Long story short, after a flurry of investigations into the performance problems, performance figures improved:
Ola and the jRuby team found some interesting bottlenecks in the jRuby code. Within in a day or two, Ola and team had them patched up and we were beginning to see around 150-200 reqs/sec. After the app server warmed up, things got real interesting… the numbers went way up (400-600 reqs/sec).
This is only the beginning, as the post states, as these numbers are taken on a system that doesn't do any caching. So what caused the increase in performance? The JRuby team investigated a list of problems, discovering old problems such as regular expression performance:
But the discovery I made was when I looked at the performance of the regular expressions used in Rails. There are exactly 50 of them for each request, so I did a script that checked the performance of each of them against MRI. And I found that there was one in particular that had really interesting performance when comparing MRI to JRuby. In fact, it was between 200 and a 1000 times slower. What's worse, the performance wasn't linear.
This problem actually occurred in the each_line implementation of JRuby and not in the Rails code. With performance problems as this, and some others, discovered and fixed, JRuby speed in general improved considerably..

Next to bottlenecks in the JRuby implementation, some other reasons can slow down a JRuby application. Nick Sieger points out a few tricks JRuby users can do to improve the speed of their applications. The most important steps to take seem to be:
  • Switching off ObjectSpace.
    ObjectSpace is a feature that allows to iterate over all objects on the heap. Few libraries actually make use of this, so turning it off doesn't have consequences. JRuby 1.1, actually, turns this off by default. The increase in performance is considerable: because to provide the ObjectSpace functionality, every created object needs to be registered in a separate list structure, thus increasing costs for object creation.
  • Ensure the "server" VM is used
    The "server" VM can be used with a simple command switch, and ensures more aggressive performance optimizations.

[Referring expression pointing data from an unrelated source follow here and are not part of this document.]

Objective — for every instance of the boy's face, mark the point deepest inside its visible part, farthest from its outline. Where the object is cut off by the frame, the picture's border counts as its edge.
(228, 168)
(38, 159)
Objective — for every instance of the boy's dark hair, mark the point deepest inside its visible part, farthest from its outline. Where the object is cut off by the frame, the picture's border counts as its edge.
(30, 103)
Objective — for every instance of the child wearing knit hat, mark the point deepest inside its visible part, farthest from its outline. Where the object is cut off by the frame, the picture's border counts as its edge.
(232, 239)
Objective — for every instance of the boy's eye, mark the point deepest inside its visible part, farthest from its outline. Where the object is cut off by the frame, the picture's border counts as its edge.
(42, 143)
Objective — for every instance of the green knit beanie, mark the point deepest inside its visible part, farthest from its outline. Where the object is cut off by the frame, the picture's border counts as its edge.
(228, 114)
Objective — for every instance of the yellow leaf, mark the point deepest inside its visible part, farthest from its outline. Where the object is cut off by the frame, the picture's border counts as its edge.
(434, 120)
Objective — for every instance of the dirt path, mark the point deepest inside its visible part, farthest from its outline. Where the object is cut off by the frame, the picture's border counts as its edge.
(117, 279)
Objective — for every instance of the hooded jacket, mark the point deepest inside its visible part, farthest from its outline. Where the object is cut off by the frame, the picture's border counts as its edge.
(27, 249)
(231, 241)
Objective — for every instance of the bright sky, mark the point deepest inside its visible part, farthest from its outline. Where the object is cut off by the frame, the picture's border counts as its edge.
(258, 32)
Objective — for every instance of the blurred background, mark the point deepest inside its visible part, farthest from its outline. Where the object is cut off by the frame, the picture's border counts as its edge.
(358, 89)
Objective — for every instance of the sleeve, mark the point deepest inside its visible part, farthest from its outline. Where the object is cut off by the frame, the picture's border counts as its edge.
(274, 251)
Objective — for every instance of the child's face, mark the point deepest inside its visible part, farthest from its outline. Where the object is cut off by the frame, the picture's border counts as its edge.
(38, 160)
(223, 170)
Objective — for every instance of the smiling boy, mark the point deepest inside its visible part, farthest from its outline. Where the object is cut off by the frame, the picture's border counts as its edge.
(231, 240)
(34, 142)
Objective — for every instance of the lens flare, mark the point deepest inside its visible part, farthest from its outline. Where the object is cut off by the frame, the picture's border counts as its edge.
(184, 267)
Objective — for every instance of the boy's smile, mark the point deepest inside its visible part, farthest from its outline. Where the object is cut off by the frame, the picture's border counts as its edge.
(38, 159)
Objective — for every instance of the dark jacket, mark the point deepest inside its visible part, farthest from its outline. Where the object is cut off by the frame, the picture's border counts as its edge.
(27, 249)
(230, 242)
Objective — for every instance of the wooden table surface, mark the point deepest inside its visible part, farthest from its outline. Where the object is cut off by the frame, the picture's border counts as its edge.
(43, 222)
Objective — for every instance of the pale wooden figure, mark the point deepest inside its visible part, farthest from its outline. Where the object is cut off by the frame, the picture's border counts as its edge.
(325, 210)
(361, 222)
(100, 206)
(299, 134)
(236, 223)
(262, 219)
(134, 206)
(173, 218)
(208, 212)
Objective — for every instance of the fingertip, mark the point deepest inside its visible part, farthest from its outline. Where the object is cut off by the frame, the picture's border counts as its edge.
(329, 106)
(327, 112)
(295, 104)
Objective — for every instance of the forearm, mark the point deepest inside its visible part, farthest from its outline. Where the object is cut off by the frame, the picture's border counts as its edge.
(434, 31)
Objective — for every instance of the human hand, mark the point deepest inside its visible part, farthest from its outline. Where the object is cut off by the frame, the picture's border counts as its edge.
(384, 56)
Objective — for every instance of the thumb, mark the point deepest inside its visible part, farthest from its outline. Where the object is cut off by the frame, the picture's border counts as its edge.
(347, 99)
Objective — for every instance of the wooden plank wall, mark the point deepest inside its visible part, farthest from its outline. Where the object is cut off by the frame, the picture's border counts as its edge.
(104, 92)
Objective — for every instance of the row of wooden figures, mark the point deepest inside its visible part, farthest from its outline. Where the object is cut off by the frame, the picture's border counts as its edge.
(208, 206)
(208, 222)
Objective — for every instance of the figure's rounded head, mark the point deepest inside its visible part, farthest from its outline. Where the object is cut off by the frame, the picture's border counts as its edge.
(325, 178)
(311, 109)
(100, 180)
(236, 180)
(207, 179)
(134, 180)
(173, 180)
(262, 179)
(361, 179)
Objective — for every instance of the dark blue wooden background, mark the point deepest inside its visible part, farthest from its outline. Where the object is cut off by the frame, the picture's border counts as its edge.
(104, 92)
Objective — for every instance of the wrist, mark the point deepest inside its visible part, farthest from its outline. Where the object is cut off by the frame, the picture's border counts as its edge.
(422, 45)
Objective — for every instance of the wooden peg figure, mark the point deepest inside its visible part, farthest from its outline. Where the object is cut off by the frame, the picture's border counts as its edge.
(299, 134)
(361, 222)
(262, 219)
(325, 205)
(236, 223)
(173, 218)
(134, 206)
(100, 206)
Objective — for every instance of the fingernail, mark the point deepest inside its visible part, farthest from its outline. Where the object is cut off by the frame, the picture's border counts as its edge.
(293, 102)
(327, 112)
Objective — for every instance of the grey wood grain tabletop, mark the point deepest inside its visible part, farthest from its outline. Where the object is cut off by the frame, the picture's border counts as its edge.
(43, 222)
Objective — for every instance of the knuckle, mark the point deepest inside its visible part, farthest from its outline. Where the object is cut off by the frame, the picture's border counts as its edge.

  • Waiting for the JVM to warm up
    This is not really an optimization, but ensures that the right performance is measured. The way the JVM works, the bytecode is initially interpreted, and incrementally optimized and compiled to native code by a dynamic compiler. Only code that is actually used a lot is compiled and optimized, and this takes some time. This means, measuring performance, such as requests/second, on a freshly launched JVM will yield worse performance than on a JVM that has been running for some time.
  • Switching from a stable JRuby (like JRuby 1.0.x) to the development version
    This works particularly for JRuby 1.1 (the current development version), since this is the first JRuby with a complete JIT. However, since the development version can change quite a lot, this also means that using the latest version can mean newly introduced, unreported bugs. These can break an application in unexpected ways. Of course a proper test suite can help with keeping the effects of this low. Whether the overhead of keeping up with JRuby development is worth the extra performance must be decided on a case to case basis.